そもそも教団自体が行き詰まっていて一枚岩ではない。
・病気や身体欠損を抱えた人々の共同幻想体は存続の危機にあり、ソ連移住を考えているものの教父のジムは病身で目がほとんど見えず、内務長官のウェザースプーンや外部から来た弁護士に頼らざるを得ず、内心で不信感を抱いている。
・「襲撃者」により、ユートピアがたびたび脅かされていると被害妄想を募らせる人々がいる。特に保安部隊のすぐにライフルをぶっ放す小柄なラリー。
・子供たちを隔離して独自の教育を施している小柄な校長先生が独特の存在感だ。純粋培養された子供たちは教団再生の希望だったのだろう。それに謎の少年W。実は大人の身体になれない奇病で、小さいけれど成人男性である。「小柄な男性」や「大人になれない男」がやたらと活躍するのも気になるところだ。
・入信したことを後悔している人々がいる。ピーター・ウェザースプーンやルイズ。
チャールズ・クラークが黒幕というりり子の推理も案外当たっているのかもしれない。百津商事の社長なんかと友人関係にあるくらいだから、ソ連と後ろめたい取引があり、その発覚を恐れて教団のソ連移住を潰すつもりだった。また、共産主義思想は70年代では危険思想であり、国家的レベルの大きな意思が働いている可能性もある。

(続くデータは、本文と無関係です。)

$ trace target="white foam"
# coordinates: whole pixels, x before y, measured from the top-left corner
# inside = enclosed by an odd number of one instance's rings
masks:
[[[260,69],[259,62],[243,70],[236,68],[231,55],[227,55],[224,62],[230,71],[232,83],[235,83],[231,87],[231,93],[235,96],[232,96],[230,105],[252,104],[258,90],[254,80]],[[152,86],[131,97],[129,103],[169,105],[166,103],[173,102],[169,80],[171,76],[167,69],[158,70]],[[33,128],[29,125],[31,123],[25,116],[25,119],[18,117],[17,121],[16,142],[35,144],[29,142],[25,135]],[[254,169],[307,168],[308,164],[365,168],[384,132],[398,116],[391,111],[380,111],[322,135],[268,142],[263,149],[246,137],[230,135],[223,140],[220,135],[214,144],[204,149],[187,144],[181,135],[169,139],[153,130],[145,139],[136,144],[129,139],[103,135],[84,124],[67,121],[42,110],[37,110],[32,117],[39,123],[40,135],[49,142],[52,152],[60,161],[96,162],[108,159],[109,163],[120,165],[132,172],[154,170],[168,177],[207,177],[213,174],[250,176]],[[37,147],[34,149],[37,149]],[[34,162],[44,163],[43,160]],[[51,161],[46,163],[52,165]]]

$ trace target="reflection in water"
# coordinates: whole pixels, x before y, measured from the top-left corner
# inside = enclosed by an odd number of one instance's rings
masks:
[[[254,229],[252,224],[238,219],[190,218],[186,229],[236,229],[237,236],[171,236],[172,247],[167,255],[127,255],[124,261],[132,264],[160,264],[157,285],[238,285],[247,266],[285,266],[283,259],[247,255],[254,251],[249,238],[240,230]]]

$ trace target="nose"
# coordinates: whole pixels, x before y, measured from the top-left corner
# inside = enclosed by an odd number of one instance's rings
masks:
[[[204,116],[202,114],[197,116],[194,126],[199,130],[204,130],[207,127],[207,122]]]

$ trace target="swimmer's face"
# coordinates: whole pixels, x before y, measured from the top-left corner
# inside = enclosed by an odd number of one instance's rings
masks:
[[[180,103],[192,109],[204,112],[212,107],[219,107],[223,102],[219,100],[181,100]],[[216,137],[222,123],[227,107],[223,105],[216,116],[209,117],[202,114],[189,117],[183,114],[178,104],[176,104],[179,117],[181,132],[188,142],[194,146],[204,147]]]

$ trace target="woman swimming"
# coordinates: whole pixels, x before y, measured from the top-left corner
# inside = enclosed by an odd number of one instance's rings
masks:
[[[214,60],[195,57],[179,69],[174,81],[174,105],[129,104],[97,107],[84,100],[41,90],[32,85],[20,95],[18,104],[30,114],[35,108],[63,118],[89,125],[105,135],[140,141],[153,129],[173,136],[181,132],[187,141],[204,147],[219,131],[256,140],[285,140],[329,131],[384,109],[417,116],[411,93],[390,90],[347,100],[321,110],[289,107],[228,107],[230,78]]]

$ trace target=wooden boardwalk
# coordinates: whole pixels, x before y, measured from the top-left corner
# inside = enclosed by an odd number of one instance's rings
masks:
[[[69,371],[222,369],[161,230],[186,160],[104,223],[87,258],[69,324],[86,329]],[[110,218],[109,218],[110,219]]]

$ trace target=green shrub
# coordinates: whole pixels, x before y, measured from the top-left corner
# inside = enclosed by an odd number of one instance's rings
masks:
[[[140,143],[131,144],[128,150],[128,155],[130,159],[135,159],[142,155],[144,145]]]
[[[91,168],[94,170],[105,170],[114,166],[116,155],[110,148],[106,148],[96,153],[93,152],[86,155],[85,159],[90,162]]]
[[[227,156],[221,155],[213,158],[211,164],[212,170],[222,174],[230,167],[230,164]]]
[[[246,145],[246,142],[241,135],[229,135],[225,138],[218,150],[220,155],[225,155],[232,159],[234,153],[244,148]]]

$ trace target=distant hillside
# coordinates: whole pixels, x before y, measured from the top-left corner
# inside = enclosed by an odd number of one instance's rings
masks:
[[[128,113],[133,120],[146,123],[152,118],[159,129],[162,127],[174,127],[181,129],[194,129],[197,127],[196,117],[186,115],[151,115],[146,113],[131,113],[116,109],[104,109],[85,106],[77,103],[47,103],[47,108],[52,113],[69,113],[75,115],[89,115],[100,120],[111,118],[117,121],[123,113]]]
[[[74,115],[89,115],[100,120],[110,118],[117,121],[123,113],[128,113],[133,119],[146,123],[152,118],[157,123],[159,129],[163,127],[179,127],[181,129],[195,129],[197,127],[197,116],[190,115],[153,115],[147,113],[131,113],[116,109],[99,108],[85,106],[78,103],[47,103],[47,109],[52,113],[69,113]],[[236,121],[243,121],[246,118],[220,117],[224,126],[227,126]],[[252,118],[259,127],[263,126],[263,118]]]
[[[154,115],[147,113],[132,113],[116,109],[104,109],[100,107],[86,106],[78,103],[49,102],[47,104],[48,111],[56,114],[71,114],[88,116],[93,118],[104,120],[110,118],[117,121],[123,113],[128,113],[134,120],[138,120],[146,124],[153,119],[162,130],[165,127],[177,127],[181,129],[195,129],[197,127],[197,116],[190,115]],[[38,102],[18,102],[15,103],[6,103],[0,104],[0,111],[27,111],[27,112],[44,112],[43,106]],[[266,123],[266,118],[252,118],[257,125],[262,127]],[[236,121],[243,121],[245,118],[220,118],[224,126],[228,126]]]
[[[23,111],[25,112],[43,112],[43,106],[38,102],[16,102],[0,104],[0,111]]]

以上を踏まえて犯人の可能性がある人物またはグループを検討すると、
①暴走グループ ジョゼフ+ラリー
②後悔グループ ウェザースプーン
③再生グループ 校長先生+実行部隊のW
④チャールズ黒幕 デントが実行犯だがバレて殺されてしまう。
ところで実際に手を下したのは、最初の殺人事件で登場する108号と平仄を合わせ大人になれない病気のWだと思う。
デント殺人
元FBI捜査官でCIAでも活躍しているわりには間抜けな雰囲気の人物だ。だいたい虫が苦手な人間をジャングルのど真ん中に派遣するかな。
デントは教団から疑われていたので尾行がついていたのだろう。密談をルイズの他にも立ち聞きしている者がいた。それとなく目を付けるには子供を利用するのが便利で、WやQが目付け役だったと思う。便所に蜂の巣を仕込んでおいて驚かせ、逃げ帰ったところを殺害する。トリックについては分からないが、子供の体格をうまく利用したのではないか。
ジョディ殺人
狭心症で降圧剤を常用し緊急のニトロ錠も持っていた。事前の荷物検査でそれは教団側にも分かっていた。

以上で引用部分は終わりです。